4 Raging Controversies in Search Engine Optimization for 2017

The need for effective search engine optimization never ends for website managers. That’s especially true when you’re using your website for your business. With SEO you get more website visitors, which leads to more customers and greater profits. The problem is that some issues don’t really have clear-cut solutions that everyone can agree on.

For 2017, here are some of the most controversial issues in the SEO industry:

  1. The Google Mobile Index. Google has long admitted that most people who use their search service do so on mobile. Yet they’re still showing a desktop index for their results.

However, that may be about to change, as Google is testing out a mobile index. This means that Google will now check the mobile version of your website for its rankings. They’ll only check your desktop version if you don’t have a mobile version.

So first, this means that you need a mobile website that has all the SEO tactics already in place on it. If you haven’t optimized your mobile site, you’ll lose your previous ranking and level of visibility. You’ll end up with less organic generated traffic, which will then affect your conversions.

You can’t now just have a desktop version that’s optimized, and a mobile version that’s an afterthought. And you can’t go without a mobile version—you’ll just alienate a big part of your potential customer base!

  1. Switching to HTTPS. On your browser, you see a green “secure” lock icon on your address bar when you’re on an HTTPS website. This means that, indeed, the site is secure for credit cards and passwords. You have security and privacy, and generally the web pages load faster too. Nowadays, a lot more of the usual HTTP sites are rendered as “insecure” by browsers, and that’s a turn-off for potential customers.

The problem is that it isn’t all that simple to make a switch to HTTPS. It can be technically complicated, and you’ll need a pro. What’s more, once you make this switch there’s no going back. You will then have this permanent responsibility of maintaining an HTTPS version of your site.

  1. Speeding up your webpage loading with AMP. Everyone knows that most people (especially mobile users) have no patience for slow loading web pages. That’s why Google and Twitter launched the project called AMP, for Accelerated Mobile Pages. You can then avoid those annoying buffering issues because you’re using a more bare-bones version of HTML.

Case studies showed more mobile users returning when AMP web pages are used. There’s an increase in monthly unique visitors. Ads have higher viewability rates, and the CTRs are higher too.

So what’s the problem? The problem is that you may end up taking out a lot of crucial content and functionality from your webpages, simply because they’re not crucial for SEO. You may end up with a site that’s not really great in terms of user experience, because you may lose sticky elements and main site navigational links due to the stripped down HTML.

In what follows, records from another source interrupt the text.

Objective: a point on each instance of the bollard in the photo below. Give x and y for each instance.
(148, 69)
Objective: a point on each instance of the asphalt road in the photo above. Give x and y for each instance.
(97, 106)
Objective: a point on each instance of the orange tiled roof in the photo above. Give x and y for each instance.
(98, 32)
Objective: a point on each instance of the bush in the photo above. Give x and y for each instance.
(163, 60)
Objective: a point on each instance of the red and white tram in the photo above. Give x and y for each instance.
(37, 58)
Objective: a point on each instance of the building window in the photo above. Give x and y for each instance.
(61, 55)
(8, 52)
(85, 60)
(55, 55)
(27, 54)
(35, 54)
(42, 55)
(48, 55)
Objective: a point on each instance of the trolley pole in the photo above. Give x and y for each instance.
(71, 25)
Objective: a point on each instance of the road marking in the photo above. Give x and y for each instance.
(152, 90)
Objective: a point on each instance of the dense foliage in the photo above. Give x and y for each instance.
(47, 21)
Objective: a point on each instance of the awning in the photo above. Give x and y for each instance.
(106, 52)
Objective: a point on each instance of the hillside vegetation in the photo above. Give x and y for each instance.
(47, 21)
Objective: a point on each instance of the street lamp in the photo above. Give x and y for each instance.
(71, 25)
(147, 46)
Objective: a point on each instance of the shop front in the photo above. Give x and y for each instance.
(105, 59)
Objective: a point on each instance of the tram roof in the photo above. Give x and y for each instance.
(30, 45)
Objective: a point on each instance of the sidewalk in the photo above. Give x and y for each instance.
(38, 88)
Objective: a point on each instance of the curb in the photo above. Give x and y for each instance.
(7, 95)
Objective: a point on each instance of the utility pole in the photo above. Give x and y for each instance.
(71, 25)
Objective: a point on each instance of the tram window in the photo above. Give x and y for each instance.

  1. Getting rid of interstitials. Interstitials are the terms used for web pages that appear before (or sometimes after) the web page the visitor is expecting. This may be to confirm the visitor’s age for age-restricted materials like alcohol websites. Often though, it shows an ad.

Yes they’re annoying for a lot of users, and now the use of these things can have SEO ranking penalties. On the other hand, these things are a lot more effective than banner ads. They also engage the user visually, while the expected page is loading. So you will have to weigh the advertising benefits of these things against the Google penalties you may receive as a consequence of using them.

There are plenty more issues about SEO that the industry is grappling with these days. These issues do tend to emphasize a specific point—sometimes it’s best to leave SEO to the pros while you run your business!